I understand the value of relative times, but I wish websites that use these would show the original timestamps as well. That includes you, Hacker News!
A lot of sites use a `title` attribute to hover to see the absolute timestamp. I'm surprised HN doesn't do this.
This is so great. I'm looking forward to not having to use bloated js libraries to address date formatting.
A bit off-topic, but it seemed perverse that the Spanish word for "quarter" is "trimestre". Turns out that month = mes in spanish, so it's a three-month period, etymologically.

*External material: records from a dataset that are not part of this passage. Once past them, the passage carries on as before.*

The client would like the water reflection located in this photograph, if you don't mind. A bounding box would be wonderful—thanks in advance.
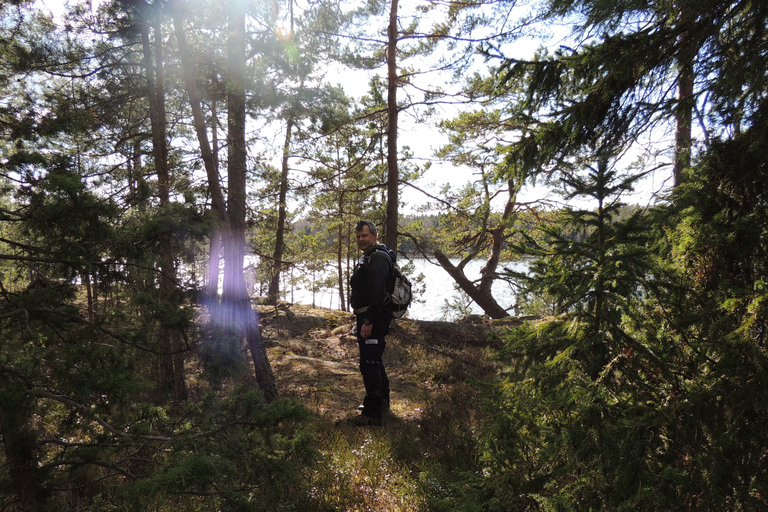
[288,259,526,320]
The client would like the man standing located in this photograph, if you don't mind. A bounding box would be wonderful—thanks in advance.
[349,220,396,426]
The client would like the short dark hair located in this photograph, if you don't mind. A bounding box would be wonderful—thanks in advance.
[355,220,379,235]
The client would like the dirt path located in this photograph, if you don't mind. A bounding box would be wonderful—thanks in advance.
[255,305,512,422]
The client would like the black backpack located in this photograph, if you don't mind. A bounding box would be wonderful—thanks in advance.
[369,246,413,318]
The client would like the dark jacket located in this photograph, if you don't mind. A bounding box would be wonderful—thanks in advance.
[349,244,396,322]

"Trimester" is a word commonly used in English in relation to the stages of pregnancy.
Also in the academic world where there is a quarter year system used (3 trimesters and summer break).
Also some college use it rather than quarter or semester systems.
Mm, and it's good to know it's etymologically closer to "three months" than "third-length period".

(TIL also that "semester" means "six months". I'm an idiot, I thought it was "half-length period". Like "semi" I guess.)

I'd rather want to see this (among other stuff) as a part of "ECMAScript standard library" than web browser API.